Our long/short strategy remains happily 100% in T-bills
awaiting new trades. Since our last update we got close calls on
the buy side from nothing, with close calls on the short-side from GNW,
AMAT, AXP, LRCX, HTCH, SKS, CBG, CBEY, and no valid signals either short
or long. Check out www.midasresourcegroup.com
for daily listings of Top EPS/RS New Highs and Bottom EPS/RS New Lows to
make sure you catch all potential breakouts meeting our criteria.
As the chart at the bottom of the page illustrates, we do not have top
RS/EPS new highs or bottom RS/EPS new lows in a clearly dominant
position (40 over the other for 5 or more days in a row) to signal a
good environment for either long-side or short-side dominated activity.
This is often the most dangerous, volatile, and tricky phase of a bear
market and with neither breadth nor volume or leadership strong in any
direction right now, we suggest the sidelines heavily.

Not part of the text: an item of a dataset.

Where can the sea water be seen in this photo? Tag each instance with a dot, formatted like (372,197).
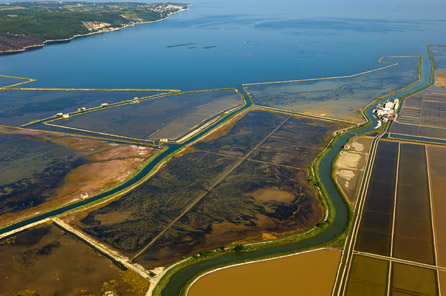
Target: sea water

For those not familiar with our long/short strategies, we suggest
you
review my book "The Hedge Fund Edge," my course "The
Science of Trading," my video seminar, where I discuss many new
techniques, and my latest educational product, the interactive training
module. Basically, we have rigorous criteria for potential long stocks
that we call "upfuel," as well as rigorous criteria for potential
short
stocks that we call "down-fuel." Each day we
review the list of new highs on our "Top RS and EPS New High
List" published
on www.midasresourcegroup.com
for breakouts of four-week or longer flags, or of valid cup-and handles
of more than four weeks. Buy trades are taken only on valid breakouts of
stocks that also meet our up-fuel criteria. Shorts are similarly taken
only in stocks meeting our
down-fuel criteria that have valid
breakdowns of four-plus-week flags
or cup and handles on the
downside. We then continue to buy new long signals and sell short new
short signals until our portfolio is
100% long and 100% short
(less aggressive investors stop at 50% long
and 50%
short). We keep capital in T-bill cash while waiting for
more trades. We have been 100% cash for some time now, and very
glad of it in this incredibly dangerous and volatile market period.
The chart below shows that Bottom EPS/RS New Lows are more than 40 over Top RS new highs (available on www.midasresourcegroup.com< /a>), but have not been so for a period of over 5 days in a row which would signal a good short-sale environment. Short-sales are prohibited on many stocks, they are increasingly difficult to borrow, and since we are not getting blatantly clear valid short sales, we'll stand on the sidelines until the market stabilizes some. Remember not even surfers try to ride hurricane waves! Heavy cash T-bill defense remains warranted as opportunities build.